American garage rock band

The Rising Tydes were an American garage rock band formed in Philadelphia, Pennsylvania, in 1965. Hyped to be a breakout national success, the Rising Tydes appeared in numerous television programs and performed extensively throughout the city. Although such widespread success eluded the group, they are still remembered for their rebellious live appearances and a single, "Artificial Peace" b/w "Don't Want You Around," which was released in 1967. Both songs have since been re-released on the garage rock compilation album, Crude Pennsylvania, Volume 2.

==History==

Formed in 1965, the group was assembled loosely after Ed Murray (vocals) and Mike Frederick (vocals) began performing together at the recreational center in Morrel Park. They were joined by Dave Snyder (drums), Ray Rudnitskas (lead guitar) and Mike Bell (rhythm guitar), and became known as the Rising Tydes, a name inspired by the Rolling Stones' compilation album Big Hits (High Tide and Green Grass). Performing at parties, high schools, and parades, the band was notorious for their pounding cover versions of Rolling Stones and Kinks compositions, as well as destructive conclusions that resulted in the band members smashing their instruments. In addition, the Rising Tydes were common fixtures at battle of the band contests, competing regularly against rival acts the Flocks and the Glass Company.

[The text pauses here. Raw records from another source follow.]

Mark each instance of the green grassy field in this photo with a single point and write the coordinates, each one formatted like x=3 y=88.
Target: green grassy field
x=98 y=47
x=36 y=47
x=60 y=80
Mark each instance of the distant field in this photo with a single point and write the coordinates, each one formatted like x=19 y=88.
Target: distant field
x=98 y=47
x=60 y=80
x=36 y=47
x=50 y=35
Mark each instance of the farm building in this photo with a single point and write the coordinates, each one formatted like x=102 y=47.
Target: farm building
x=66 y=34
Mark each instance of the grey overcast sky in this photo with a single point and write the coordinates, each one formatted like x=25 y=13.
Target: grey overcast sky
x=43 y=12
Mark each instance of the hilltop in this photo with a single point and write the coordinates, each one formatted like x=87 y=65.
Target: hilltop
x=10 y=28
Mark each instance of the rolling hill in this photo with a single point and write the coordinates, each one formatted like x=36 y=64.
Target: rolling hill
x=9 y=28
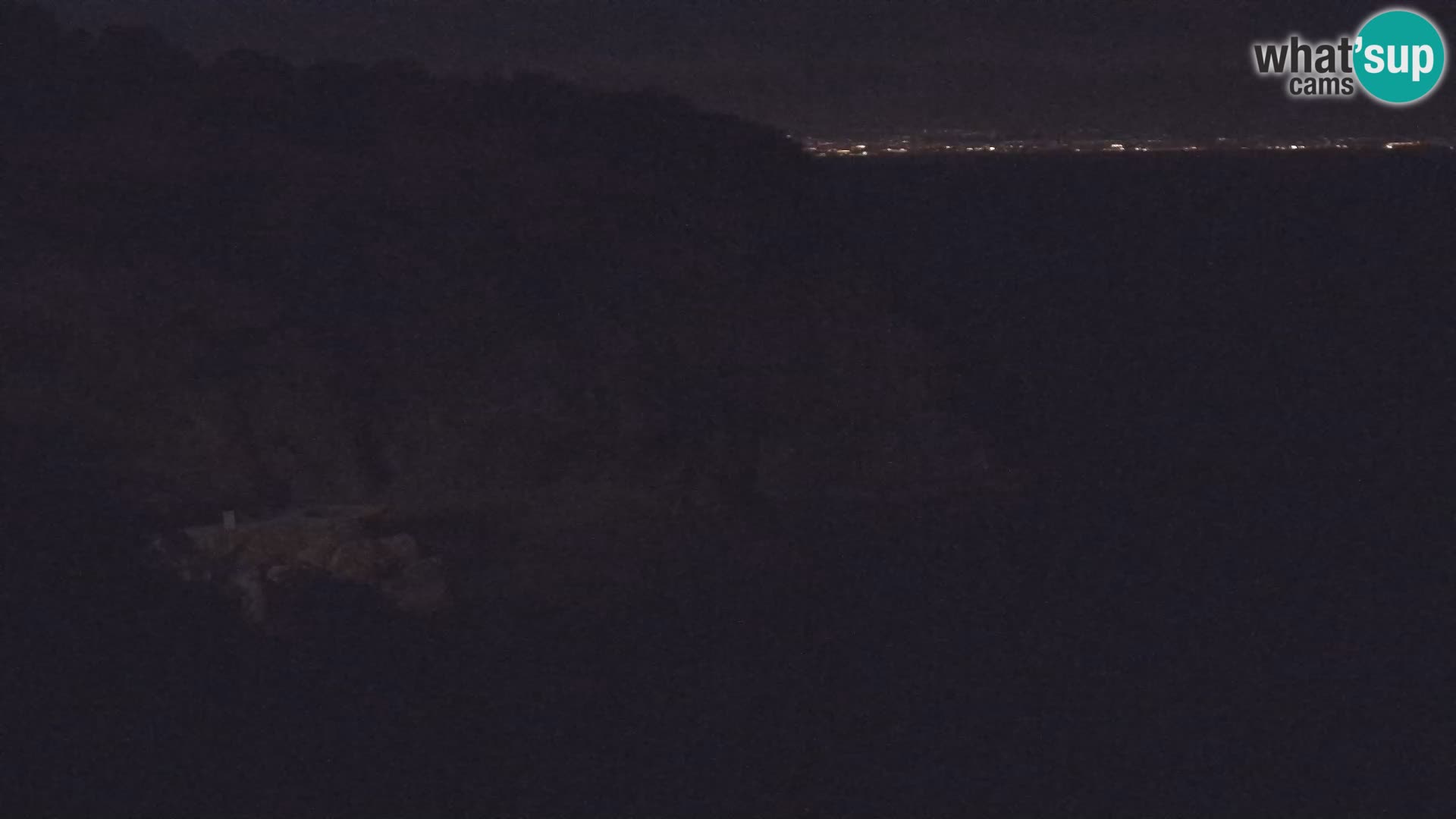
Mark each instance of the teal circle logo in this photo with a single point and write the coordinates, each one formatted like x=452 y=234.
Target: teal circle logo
x=1400 y=57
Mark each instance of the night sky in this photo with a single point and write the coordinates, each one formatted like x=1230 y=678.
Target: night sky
x=826 y=66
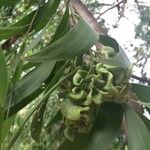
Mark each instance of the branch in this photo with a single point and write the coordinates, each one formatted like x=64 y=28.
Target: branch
x=143 y=80
x=112 y=7
x=87 y=16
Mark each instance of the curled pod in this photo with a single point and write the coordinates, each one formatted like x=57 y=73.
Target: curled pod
x=88 y=99
x=106 y=95
x=109 y=85
x=71 y=111
x=98 y=81
x=69 y=134
x=79 y=77
x=97 y=96
x=108 y=51
x=118 y=73
x=77 y=95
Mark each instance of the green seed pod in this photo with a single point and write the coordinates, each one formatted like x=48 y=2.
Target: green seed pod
x=97 y=98
x=108 y=51
x=79 y=77
x=71 y=111
x=69 y=134
x=77 y=96
x=88 y=100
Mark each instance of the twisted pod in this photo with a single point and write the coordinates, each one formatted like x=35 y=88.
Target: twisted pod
x=88 y=89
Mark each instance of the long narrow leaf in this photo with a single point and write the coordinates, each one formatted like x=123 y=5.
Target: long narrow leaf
x=103 y=133
x=75 y=42
x=41 y=17
x=106 y=127
x=138 y=133
x=143 y=93
x=3 y=79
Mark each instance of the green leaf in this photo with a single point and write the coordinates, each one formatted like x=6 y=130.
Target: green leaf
x=146 y=121
x=104 y=131
x=109 y=41
x=8 y=3
x=106 y=127
x=17 y=73
x=32 y=81
x=63 y=27
x=37 y=122
x=143 y=93
x=78 y=144
x=78 y=40
x=18 y=132
x=25 y=90
x=120 y=60
x=21 y=104
x=36 y=20
x=58 y=75
x=1 y=126
x=138 y=133
x=3 y=79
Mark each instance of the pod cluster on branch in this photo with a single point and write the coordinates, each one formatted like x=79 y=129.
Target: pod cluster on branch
x=84 y=92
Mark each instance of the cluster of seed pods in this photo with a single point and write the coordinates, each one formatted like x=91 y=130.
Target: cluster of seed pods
x=86 y=90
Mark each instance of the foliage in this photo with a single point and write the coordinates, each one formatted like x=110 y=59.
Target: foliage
x=79 y=102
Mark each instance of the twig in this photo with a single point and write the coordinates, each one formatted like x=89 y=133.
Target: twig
x=111 y=7
x=143 y=80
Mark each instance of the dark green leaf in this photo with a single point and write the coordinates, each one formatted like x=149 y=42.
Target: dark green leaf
x=8 y=3
x=17 y=74
x=21 y=104
x=32 y=81
x=106 y=127
x=63 y=27
x=146 y=121
x=78 y=144
x=75 y=42
x=143 y=93
x=138 y=133
x=104 y=131
x=3 y=79
x=36 y=20
x=37 y=122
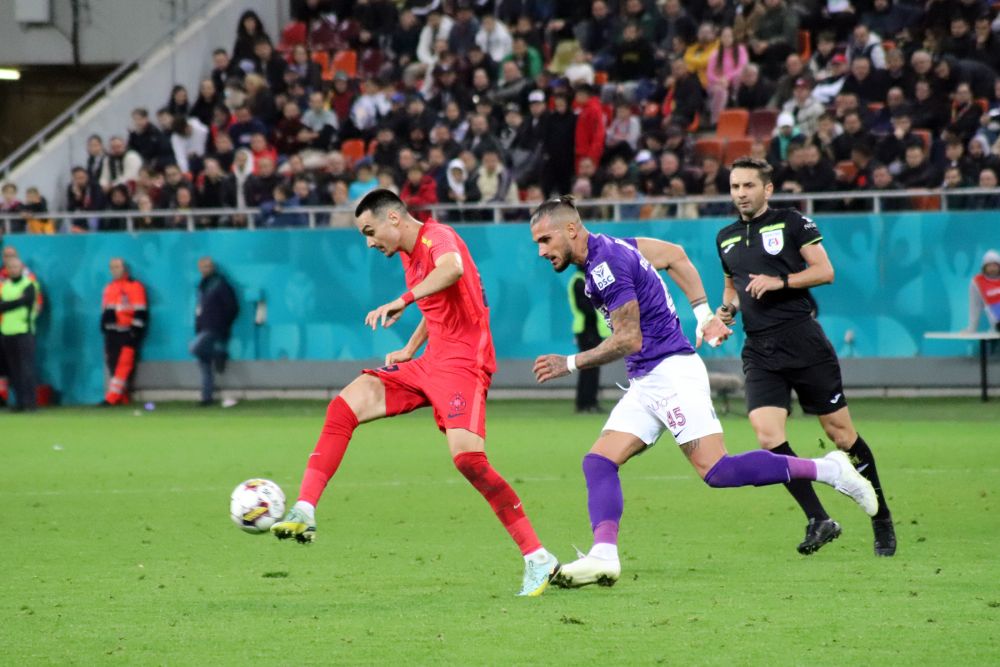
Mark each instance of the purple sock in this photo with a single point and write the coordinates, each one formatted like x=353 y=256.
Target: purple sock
x=801 y=468
x=604 y=497
x=759 y=468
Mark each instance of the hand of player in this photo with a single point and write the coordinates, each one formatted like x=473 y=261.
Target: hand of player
x=759 y=284
x=726 y=314
x=713 y=331
x=397 y=357
x=386 y=314
x=549 y=367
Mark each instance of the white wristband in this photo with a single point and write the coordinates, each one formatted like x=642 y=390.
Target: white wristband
x=571 y=363
x=702 y=312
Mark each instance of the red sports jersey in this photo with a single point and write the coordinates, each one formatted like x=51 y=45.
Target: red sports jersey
x=458 y=319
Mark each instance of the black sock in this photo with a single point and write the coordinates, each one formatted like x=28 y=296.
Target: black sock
x=864 y=461
x=802 y=491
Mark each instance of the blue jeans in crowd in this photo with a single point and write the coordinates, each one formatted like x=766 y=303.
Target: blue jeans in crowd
x=209 y=348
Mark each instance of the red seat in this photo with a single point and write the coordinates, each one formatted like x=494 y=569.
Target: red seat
x=925 y=136
x=805 y=44
x=710 y=147
x=345 y=61
x=293 y=35
x=353 y=150
x=732 y=124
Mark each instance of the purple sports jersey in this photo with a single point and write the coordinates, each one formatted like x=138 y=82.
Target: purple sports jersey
x=616 y=274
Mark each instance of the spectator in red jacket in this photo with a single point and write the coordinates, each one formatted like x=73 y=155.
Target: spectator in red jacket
x=261 y=149
x=418 y=191
x=589 y=125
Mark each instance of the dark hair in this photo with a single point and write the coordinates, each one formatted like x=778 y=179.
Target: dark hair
x=763 y=169
x=179 y=125
x=554 y=205
x=862 y=150
x=378 y=201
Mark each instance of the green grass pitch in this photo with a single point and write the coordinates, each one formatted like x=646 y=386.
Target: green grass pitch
x=118 y=548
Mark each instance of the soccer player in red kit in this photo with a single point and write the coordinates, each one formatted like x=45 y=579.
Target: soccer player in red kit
x=452 y=376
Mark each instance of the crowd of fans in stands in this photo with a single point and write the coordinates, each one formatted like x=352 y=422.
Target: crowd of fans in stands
x=507 y=101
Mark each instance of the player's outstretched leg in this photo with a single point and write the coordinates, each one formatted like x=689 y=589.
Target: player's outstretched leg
x=540 y=566
x=762 y=468
x=840 y=429
x=769 y=426
x=368 y=394
x=605 y=505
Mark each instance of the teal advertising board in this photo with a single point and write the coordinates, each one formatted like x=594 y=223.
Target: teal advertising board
x=897 y=276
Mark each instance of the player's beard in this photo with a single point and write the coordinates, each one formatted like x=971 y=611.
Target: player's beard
x=562 y=265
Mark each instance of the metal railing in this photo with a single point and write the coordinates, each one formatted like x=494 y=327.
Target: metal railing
x=313 y=217
x=101 y=88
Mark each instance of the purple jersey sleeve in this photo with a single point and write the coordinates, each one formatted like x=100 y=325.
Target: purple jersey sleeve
x=614 y=280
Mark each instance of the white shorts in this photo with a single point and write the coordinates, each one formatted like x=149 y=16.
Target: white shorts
x=675 y=395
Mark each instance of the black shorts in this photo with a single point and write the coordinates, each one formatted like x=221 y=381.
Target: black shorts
x=799 y=357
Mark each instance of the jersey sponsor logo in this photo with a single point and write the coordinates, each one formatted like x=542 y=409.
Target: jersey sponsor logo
x=602 y=276
x=773 y=241
x=456 y=405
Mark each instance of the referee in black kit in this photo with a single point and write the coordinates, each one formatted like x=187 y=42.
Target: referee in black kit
x=771 y=257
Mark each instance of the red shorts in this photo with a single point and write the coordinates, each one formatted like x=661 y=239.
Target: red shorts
x=457 y=394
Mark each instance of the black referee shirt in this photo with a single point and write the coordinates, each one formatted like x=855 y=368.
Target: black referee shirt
x=769 y=245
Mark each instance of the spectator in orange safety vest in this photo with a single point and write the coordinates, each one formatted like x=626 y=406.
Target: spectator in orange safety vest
x=124 y=318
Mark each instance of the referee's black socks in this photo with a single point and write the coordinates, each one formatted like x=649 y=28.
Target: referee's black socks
x=864 y=462
x=802 y=491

In 1966, Ronnie Spering, Frederick's cousin, replaced Snyder on drums, and keyboardist Bob Derer was enlisted to round out the band's sound. Frederick briefly was dropped from the Rising Tydes, but returned after learning bass guitar, and earning the role from potential competitors. When asked how popular the band became in an interview, Frederick recollected "We were pretty well known and very popular in some circle. I remember one night played at a school in Sharon Hill for a WFIL dance and the place went nuts. You'd have though we were the Beatles. They just loved us. At least the girls did. The boys weren't quite so keen about their girlfriends screaming over the dudes on stage". He also contributes the band's popularity to their manager Tony Lazarus, who successful marketed the Rising Tydes to local deejays and concerts outside Philadelphia in Reading and New Jersey.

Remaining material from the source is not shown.